Background: In relapsing forms of Multiple Sclerosis, disability progression has been shown to be independent of relapses. A new concept in MS research has emerged, PIRA or Progression Independent of Relapse Activity. Expanded Disability Status Scale (EDSS) is a widely used scale for assessing disability but relies excessively on lower body mobility, neglecting other aspects of disability progression.
Objectives: To assess composite of confirmed disability accumulation (CDA), including EDSS scores, 9-hole peg test, and timed 25-foot walk, as it would be more comprehensive and sensitive assessment of disease progression.

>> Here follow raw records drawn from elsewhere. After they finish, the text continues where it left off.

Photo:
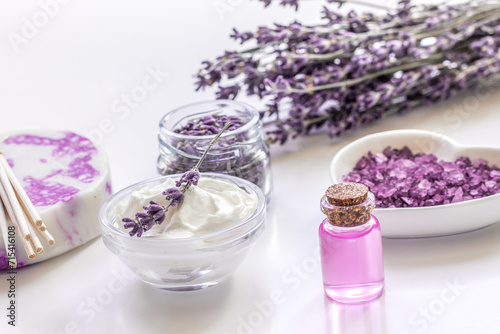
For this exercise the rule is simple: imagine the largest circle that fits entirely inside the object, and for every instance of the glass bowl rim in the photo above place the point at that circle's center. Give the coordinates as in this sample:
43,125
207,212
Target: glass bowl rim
255,217
250,124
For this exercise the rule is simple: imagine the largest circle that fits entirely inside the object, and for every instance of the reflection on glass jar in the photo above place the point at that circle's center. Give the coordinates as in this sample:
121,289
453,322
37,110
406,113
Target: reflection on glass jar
241,152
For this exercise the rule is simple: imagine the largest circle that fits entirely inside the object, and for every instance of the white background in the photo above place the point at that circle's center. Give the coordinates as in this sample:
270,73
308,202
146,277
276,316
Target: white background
75,67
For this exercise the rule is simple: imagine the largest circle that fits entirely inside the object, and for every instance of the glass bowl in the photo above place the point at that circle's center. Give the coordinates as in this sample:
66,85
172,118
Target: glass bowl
184,264
242,152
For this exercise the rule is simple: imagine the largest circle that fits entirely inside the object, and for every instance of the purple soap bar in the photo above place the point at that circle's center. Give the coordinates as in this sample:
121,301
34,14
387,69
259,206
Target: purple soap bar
66,177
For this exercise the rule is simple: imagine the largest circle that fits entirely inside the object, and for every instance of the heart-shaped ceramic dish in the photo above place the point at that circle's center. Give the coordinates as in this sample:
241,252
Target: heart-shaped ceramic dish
425,221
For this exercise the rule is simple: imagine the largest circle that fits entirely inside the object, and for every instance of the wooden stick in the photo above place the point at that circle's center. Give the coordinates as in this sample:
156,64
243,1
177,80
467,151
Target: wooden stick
46,235
8,205
35,241
4,229
15,211
28,248
24,200
42,228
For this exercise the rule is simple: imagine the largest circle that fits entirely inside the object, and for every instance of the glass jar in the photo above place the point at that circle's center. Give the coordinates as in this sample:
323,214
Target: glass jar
241,152
351,248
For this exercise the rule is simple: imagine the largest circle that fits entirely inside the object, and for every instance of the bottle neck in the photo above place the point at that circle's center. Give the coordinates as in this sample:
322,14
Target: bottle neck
351,231
348,216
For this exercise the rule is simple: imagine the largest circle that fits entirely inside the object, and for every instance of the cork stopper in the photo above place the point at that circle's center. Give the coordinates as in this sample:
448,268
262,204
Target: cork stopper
348,204
347,194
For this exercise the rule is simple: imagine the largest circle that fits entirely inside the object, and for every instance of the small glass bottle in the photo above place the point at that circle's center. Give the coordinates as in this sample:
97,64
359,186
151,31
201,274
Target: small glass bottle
351,244
242,152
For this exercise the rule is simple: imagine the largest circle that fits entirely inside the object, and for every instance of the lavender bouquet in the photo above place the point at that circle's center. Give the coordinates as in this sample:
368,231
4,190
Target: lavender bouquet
356,68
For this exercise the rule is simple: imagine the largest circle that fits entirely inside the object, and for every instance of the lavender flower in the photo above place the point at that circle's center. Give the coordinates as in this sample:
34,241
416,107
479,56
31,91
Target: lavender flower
189,178
371,65
155,213
174,195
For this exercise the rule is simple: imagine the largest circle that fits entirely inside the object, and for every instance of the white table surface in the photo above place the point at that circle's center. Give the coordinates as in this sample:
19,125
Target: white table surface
73,69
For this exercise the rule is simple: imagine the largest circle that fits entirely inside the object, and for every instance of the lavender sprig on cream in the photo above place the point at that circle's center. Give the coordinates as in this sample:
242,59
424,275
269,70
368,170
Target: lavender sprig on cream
155,212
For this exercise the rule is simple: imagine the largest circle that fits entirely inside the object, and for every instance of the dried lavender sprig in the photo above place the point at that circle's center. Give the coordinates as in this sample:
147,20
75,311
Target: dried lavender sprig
155,212
347,72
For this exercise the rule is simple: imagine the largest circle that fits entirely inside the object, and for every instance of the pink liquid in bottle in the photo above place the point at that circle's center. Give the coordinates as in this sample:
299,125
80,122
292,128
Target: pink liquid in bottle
351,256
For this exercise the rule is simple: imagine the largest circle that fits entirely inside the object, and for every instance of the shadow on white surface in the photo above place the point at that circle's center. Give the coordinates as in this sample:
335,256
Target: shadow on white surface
367,318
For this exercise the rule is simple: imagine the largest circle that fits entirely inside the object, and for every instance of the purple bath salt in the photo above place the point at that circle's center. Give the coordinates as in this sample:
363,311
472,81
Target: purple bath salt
399,178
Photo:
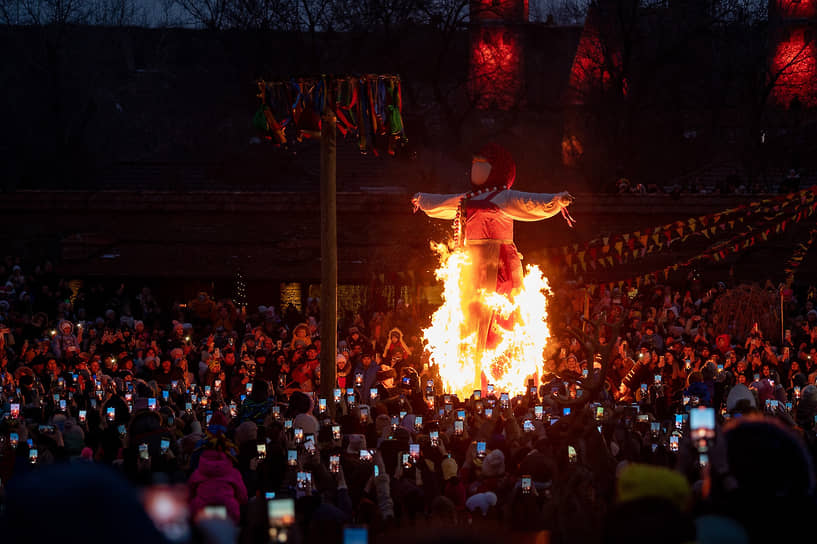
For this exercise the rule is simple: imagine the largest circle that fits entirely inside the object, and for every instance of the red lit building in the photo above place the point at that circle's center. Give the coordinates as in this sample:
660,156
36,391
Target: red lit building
793,52
497,61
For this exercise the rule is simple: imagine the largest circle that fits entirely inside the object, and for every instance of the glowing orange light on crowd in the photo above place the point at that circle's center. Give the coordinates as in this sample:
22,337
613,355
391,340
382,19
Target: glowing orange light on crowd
515,357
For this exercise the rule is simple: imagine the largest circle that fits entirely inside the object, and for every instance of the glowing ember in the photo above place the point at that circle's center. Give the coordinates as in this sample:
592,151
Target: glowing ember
517,353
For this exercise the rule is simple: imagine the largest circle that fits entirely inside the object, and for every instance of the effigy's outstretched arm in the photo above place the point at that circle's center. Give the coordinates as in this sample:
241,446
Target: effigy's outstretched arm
523,206
437,206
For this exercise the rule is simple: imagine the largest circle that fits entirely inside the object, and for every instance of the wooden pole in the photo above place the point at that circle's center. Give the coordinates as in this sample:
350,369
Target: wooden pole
329,260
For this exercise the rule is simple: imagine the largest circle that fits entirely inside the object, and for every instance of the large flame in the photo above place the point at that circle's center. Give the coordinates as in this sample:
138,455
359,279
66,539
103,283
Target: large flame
518,354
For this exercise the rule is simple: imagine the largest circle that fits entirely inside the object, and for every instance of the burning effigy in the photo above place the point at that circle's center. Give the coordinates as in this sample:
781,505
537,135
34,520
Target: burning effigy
492,324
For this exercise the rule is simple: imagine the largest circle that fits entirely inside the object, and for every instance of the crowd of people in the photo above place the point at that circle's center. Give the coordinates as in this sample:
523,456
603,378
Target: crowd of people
214,414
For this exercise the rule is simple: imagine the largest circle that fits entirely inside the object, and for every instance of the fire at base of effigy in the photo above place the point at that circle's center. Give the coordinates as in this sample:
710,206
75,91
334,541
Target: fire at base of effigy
517,330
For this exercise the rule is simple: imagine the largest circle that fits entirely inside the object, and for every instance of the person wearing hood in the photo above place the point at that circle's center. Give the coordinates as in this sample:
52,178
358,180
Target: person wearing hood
367,370
484,219
344,372
65,342
396,349
216,480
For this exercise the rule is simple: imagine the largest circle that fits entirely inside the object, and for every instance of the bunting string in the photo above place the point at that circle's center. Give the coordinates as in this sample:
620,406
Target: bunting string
368,108
610,250
799,254
719,251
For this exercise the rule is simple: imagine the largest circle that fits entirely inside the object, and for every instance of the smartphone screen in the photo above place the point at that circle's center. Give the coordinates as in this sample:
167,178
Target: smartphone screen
673,443
459,427
309,443
355,535
702,422
281,512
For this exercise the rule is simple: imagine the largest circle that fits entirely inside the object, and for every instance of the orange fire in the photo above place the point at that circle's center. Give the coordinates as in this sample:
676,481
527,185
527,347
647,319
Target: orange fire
518,354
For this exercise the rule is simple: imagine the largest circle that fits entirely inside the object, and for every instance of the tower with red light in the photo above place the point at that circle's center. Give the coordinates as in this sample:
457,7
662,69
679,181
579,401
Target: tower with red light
793,53
496,63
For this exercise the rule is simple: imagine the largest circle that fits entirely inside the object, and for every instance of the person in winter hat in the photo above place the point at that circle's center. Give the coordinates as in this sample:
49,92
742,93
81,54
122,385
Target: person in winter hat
216,481
481,502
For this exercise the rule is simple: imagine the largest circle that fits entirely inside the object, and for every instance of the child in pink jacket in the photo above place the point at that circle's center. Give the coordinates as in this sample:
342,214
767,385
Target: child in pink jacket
216,482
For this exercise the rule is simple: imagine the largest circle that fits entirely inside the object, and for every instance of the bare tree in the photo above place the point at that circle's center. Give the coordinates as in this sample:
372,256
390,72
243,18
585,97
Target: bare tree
116,13
209,14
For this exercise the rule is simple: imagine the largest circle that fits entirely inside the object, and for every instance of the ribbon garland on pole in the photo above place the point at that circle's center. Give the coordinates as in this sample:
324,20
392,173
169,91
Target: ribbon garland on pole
719,251
368,108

Methods: Using results from the OPTIMUM study, time to first composite 12-week CDA was compared between ponesimod 20mg and teriflunomide 14mg. Additional analyses were conducted to assess PIRA. Hazard ratios and 95% confidence intervals were calculated to test the treatment effect between the two compounds.
Results: At week 108, composite CDA was reached during the study by 18.2% and 24.0% of subjects in the ponesimod 20mg and teriflunomide 14mg groups, respectively. The relative risk of an event was estimated to be 24% lower with ponesimod 20 mg, with the difference being statistically significant at a significance level of 5% (hazard ratio: .76 95% CI = 0.59 – 0.98; p-value = 0.0346). The sensitivity analyses for PIRA and non-relapsing subjects yielded similar results.
Conclusions: Using a more comprehensive measure of disability worsening, a statistically significant difference and clinically meaningful treatment effect of ponesimod versus teriflunomide was established. This treatment effect is also present when considering disability worsening independent of relapse activity.